La France est devenue le premier État au monde à inscrire dans sa Constitution la « liberté d’avoir recours à une interruption volontaire de grossesse », ce 4 mars, grâce à un vote de 852 parlementaires (780 pour contre 72, soit bien au-delà du seuil minimal des 512 voix) réunis en Congrès au château de Versailles. Une décision historique, qui ne « rend absolument pas caduque » la clause de conscience des professionnels de santé, a assuré le ministre de la Justice Éric Dupond-Moretti.
« Nos libertés sont par essence menacées. Par essence fragiles, par essence à la merci de ceux qui en décident.

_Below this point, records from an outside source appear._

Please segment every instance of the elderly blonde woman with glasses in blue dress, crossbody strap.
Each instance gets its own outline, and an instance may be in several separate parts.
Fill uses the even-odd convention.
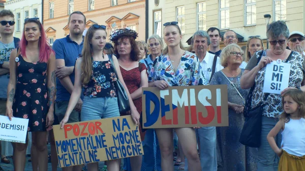
[[[245,122],[242,114],[244,99],[249,93],[249,89],[241,89],[239,82],[244,72],[239,67],[242,55],[243,51],[238,45],[226,46],[221,52],[221,64],[225,68],[216,72],[210,81],[210,85],[228,86],[229,126],[217,127],[218,167],[222,171],[257,170],[256,150],[237,141]]]

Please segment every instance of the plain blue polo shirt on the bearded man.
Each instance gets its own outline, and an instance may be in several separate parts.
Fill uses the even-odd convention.
[[[70,39],[70,35],[66,38],[57,39],[52,46],[55,51],[56,59],[64,59],[66,66],[74,66],[75,61],[83,48],[83,41],[80,45]],[[75,74],[69,76],[72,84],[74,85]],[[68,90],[60,83],[59,79],[56,78],[56,101],[69,101],[71,94]]]

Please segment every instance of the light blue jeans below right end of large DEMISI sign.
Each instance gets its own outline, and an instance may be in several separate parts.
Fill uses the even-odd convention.
[[[199,139],[200,163],[202,171],[217,171],[216,156],[216,127],[201,127],[196,129],[197,142]],[[186,159],[185,170],[188,170]]]

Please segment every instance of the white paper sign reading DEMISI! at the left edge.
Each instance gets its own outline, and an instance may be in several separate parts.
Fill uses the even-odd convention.
[[[25,144],[28,119],[0,116],[0,141]]]

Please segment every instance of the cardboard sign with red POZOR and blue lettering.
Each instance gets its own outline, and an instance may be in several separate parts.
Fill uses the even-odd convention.
[[[143,155],[131,116],[54,125],[59,167]]]

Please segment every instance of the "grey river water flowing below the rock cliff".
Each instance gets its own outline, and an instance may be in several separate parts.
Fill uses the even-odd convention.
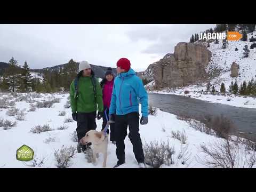
[[[223,114],[234,123],[239,132],[245,133],[245,137],[256,138],[256,109],[233,107],[172,94],[149,93],[148,98],[154,107],[175,115],[183,113],[198,117]]]

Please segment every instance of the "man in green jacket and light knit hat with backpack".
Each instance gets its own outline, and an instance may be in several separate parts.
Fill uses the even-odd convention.
[[[77,121],[78,153],[81,148],[85,151],[88,145],[81,145],[79,142],[87,131],[95,130],[96,111],[98,105],[98,120],[103,115],[102,90],[98,80],[94,77],[94,72],[87,61],[79,63],[79,73],[70,85],[70,103],[72,117]]]

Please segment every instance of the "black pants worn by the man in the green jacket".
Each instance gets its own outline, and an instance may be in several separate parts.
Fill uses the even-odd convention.
[[[96,125],[96,111],[93,111],[91,113],[80,113],[77,112],[77,138],[78,142],[80,139],[82,139],[85,134],[90,130],[95,130]]]

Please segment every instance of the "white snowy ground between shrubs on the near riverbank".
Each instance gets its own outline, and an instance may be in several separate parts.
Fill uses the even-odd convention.
[[[43,98],[35,100],[47,100],[51,97],[60,98],[59,103],[54,103],[52,108],[37,108],[36,111],[27,112],[29,109],[29,103],[26,101],[15,102],[15,107],[19,109],[26,109],[25,121],[18,121],[14,117],[9,117],[6,115],[8,109],[0,109],[0,117],[3,119],[9,119],[10,121],[17,121],[17,126],[12,127],[10,130],[4,130],[0,127],[0,146],[1,146],[1,158],[0,167],[28,167],[24,163],[18,161],[15,157],[16,151],[22,145],[27,145],[31,147],[36,154],[36,157],[42,158],[46,157],[47,161],[42,165],[42,167],[56,167],[56,161],[54,157],[54,151],[61,149],[62,146],[76,147],[77,143],[71,140],[70,133],[76,130],[76,122],[63,123],[65,118],[71,118],[71,109],[65,109],[65,105],[69,94],[42,94]],[[10,95],[2,95],[3,97],[9,97]],[[12,99],[14,100],[14,98]],[[59,111],[66,111],[65,116],[59,116]],[[97,130],[101,130],[102,119],[97,122]],[[30,129],[36,125],[49,124],[54,131],[43,132],[40,134],[31,133]],[[61,125],[67,125],[66,130],[57,130],[57,127]],[[181,164],[182,159],[178,159],[177,156],[186,144],[181,144],[177,139],[171,137],[172,131],[185,131],[187,135],[187,145],[188,145],[188,155],[190,155],[189,160],[183,165]],[[127,131],[129,133],[129,130]],[[220,138],[214,137],[212,135],[207,135],[205,133],[194,130],[185,121],[180,121],[173,114],[165,113],[158,110],[156,116],[149,115],[149,123],[147,125],[140,125],[140,134],[143,144],[149,141],[167,141],[169,140],[170,145],[174,146],[176,151],[174,155],[174,164],[170,167],[206,167],[202,163],[199,163],[196,159],[200,157],[204,159],[205,155],[201,152],[200,144],[207,144],[212,141],[222,140]],[[45,143],[45,139],[49,137],[55,137],[55,142]],[[125,153],[126,153],[126,163],[121,167],[138,167],[135,161],[134,154],[132,151],[132,145],[128,137],[125,139]],[[109,142],[108,146],[108,158],[107,167],[113,167],[116,162],[115,154],[116,146]],[[72,165],[70,167],[102,167],[103,156],[100,155],[98,165],[94,166],[92,163],[87,163],[85,159],[85,154],[76,154],[74,158],[71,159]],[[29,162],[27,162],[29,164]],[[167,167],[167,166],[162,166]]]

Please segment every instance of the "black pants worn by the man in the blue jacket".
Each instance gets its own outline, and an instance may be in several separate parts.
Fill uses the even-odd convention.
[[[118,163],[122,164],[125,162],[125,145],[124,139],[127,135],[127,126],[129,126],[129,139],[132,142],[133,153],[138,163],[144,162],[144,154],[142,149],[142,142],[139,134],[139,113],[132,112],[126,115],[116,115],[116,156]]]

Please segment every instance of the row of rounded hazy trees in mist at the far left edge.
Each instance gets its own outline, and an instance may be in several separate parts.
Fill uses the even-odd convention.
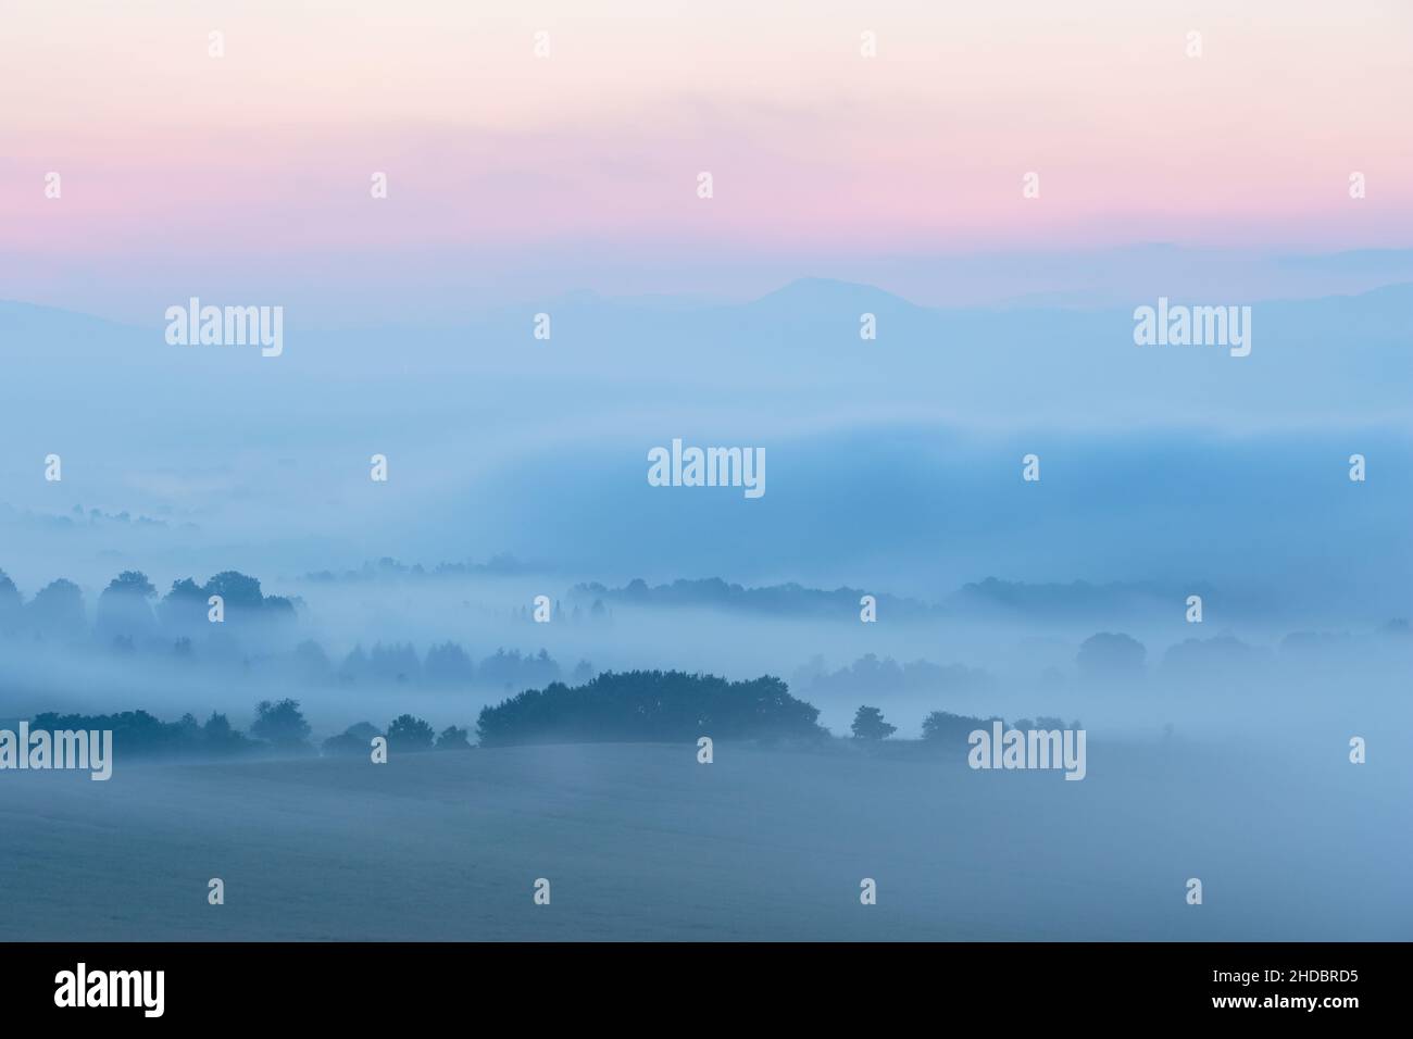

Et lorsqu’on veut s’en prendre aux libertés d’un peuple, c’est toujours par celle des femmes qu’on commence », a déclaré Gabriel Attal, arrivé à Versailles aux côtés de Jean Veil, le fils de Simone Veil. « Je dis à toutes les femmes, au sein de nos frontières et au-delà, que l’ère d’un monde d’espoir commence », a déclaré le Premier ministre. « Le 4 mars 2024 est désormais gravé dans la grande histoire des droits humains et des droits des femmes comme un tournant historique », a salué la sénatrice écologiste Mélanie Vogel. « En étant le premier pays au monde à garantir cette liberté dans notre Constitution, nous allons susciter, là où nous sommes encore, sinon un exemple, du moins une référence, des débats, des prises de position, des avancées, j’espère, qui rapprocheront le jour où, comme ici, les femmes seront libérées de la peur, de la culpabilité et de l’impuissance à maîtriser leur destin », a lancé le sénateur Claude Malhuret (Les Indépendants) après avoir témoigné du jour où il avait été confronté à un infanticide, en tant que coopérant médecin.
Élaboration d’un compromis
Ce vote est l’aboutissement d’un long processus initié dans le sillage de l’annulation de l'arrêté « Roe versus Wade » qui garantissait constitutionnellement le droit à l'avortement aux États-Unis depuis 50 ans, en juin 2022. C’est d’abord la députée Mathilde Panot, de La France Insoumise, qui a proposé un texte à l’automne 2022, garantissant le « droit à l'interruption volontaire de grossesse ». S’il a été adopté en première lecture à l'Assemblée, il a été réécrit au Sénat en février 2023 : le droit disparaît derrière la notion de « liberté ».
Assuré d’un certain consensus politique, le président Emmanuel Macron (qui s’était montré réticent face à l’allongement des délais en 2021) fait sienne la volonté de constitutionnaliser l’IVG le 8 mars 2023, lors d’un hommage à l’avocate et militante Gisèle Halimi. Présenté fin 2023, le projet de loi constitutionnelle (véhicule qui permet d’éviter un référendum) a été adopté par l’Assemblée nationale le 30 janvier 2024 (493 voix pour, 30 contre), puis par le Sénat le 28 février (267 voix pour, 50 contre).
Aucune remise en cause de la clause de conscience
L'inscription de l'IVG dans la Constitution de 1958 « ne rend absolument pas caduque » la clause de conscience des professionnels de santé, a assuré ce 3 mars le ministre de la Justice, Éric Dupond-Moretti. Certaines voix à droite s’étaient émues que la liberté de recourir à l’IVG, inscrite dans la Constitution, ait une valeur juridique supérieure à la clause spécifique introduite en 1975 dans la loi Veil qui dépénalisait l’IVG. Des sénateurs LR avaient ainsi proposé – en vain – la constitutionnalisation de cette clause, en parallèle de celle de l’IVG.
« Le médecin qui ne voudra pas (pratiquer une IVG) aura évidemment le droit et la liberté de ne pas vouloir. On ne va pas violer les consciences. Et ça, c’est d’ores et déjà garanti par le Constitution », a affirmé le garde des Sceaux en rappelant que « la liberté de conscience est déjà constitutionnelle ». « Cette rédaction ne remet pas en cause la liberté constitutionnelle de conscience qui sous-tend la liberté des médecins et des sages-femmes de ne pas pratiquer une interruption volontaire de grossesse », a assuré à la tribune Anne-Cécile Violland, députée Horizons.
Selon les derniers chiffres de l’Ined, 232 000 avortements ont été recensés en France en 2022, en hausse par rapport à 2021 (216 000), après deux années de stabilité. Sont particulièrement représentées les femmes âgées de 20 à 34 ans, et surtout entre 25 et 29 ans. Les IVG médicamenteuses représentent plus des trois quarts des avortements.